Eine Flickendecke statt einer Party

Die Idee trugen die beiden weiter, erarbeiteten, gemeinsam mit Kolleginnen, eine Patchworkdecke zum Geburtstag einer Freundin. «Eine Party konnten wir ja nicht machen, deshalb wollten wir wenigstens gemeinsam etwas schaffen, woran unsere Freundin sich erfreuen konnte», erzählt die gebürtige Holländerin weiter.

«Die Idee, dass man etwas Grosses erschaffen kann, wenn jeder einen kleinen Teil beiträgt, gefiel uns sehr», so Feenstra.
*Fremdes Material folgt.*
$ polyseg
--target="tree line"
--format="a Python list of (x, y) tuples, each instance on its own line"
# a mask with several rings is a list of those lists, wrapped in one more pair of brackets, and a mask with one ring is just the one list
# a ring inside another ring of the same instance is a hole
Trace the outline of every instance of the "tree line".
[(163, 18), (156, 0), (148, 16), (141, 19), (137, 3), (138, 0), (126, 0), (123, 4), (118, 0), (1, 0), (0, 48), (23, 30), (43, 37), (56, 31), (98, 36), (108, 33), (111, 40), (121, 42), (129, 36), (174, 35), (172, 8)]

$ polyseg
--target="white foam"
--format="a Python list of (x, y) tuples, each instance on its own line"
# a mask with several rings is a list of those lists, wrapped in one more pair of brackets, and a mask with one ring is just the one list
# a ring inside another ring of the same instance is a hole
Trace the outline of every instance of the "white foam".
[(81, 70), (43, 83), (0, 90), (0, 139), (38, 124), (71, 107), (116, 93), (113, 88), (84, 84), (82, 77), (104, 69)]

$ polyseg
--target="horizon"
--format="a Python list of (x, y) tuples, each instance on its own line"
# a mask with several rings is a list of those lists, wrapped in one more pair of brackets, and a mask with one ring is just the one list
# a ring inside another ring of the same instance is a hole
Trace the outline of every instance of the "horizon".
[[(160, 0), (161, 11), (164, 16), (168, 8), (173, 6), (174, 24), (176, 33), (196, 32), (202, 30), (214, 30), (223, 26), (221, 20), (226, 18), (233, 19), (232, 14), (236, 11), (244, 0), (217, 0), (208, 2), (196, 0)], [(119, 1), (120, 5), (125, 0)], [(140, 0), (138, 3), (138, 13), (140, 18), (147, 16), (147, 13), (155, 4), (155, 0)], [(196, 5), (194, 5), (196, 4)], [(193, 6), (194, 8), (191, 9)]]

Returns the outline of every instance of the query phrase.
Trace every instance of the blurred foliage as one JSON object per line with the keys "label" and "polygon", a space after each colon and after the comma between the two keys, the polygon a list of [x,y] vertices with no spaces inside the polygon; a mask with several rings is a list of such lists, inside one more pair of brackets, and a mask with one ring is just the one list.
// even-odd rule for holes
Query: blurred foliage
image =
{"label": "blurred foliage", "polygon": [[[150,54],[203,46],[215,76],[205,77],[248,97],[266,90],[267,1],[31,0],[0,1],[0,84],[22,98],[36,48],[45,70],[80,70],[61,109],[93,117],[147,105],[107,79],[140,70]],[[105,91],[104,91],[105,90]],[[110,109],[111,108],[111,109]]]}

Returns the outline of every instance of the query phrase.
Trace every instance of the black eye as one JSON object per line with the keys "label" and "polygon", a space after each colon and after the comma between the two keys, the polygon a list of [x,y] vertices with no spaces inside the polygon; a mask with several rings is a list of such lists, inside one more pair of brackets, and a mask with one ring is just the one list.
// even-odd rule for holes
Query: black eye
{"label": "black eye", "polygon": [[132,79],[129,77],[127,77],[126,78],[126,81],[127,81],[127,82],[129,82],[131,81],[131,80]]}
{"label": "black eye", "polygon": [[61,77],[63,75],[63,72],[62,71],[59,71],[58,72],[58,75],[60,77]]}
Im Herbst letzten Jahres begann man ein kleines Outdoor-Werk zu planen. «Wir wollten zehn Bäume im öffentlichen Raum einkleiden und promoteten die Idee auf unseren lokalen Netzwerken, worauf sie von den Medien aufgegriffen wurde.» Immer mehr Leute begannen mitzumachen und Quadrate zu häkeln und zu stricken. «Irgendwann stieg auch das Altersheim Klösterli ein und auch die Schulen machten mit.» Im Ganzen kamen so über 1100 Quadrate zusammen.

Statt der 10 Bäume konnten letztlich ungefähr 50 mit den Gemeinschaftswerken geschmückt werden. «Viele Techniken kommen zusammen, Menschen mit unterschiedlichem Niveau trafen aufeinander. Weil die Quadrate letzten Endes zusammengenäht werden, ist es okay, wenn nicht alle Quadrate genau quadratisch sind», sagt Feenstra, die mittlerweile seit fast drei Jahren in Unterägeri lebt.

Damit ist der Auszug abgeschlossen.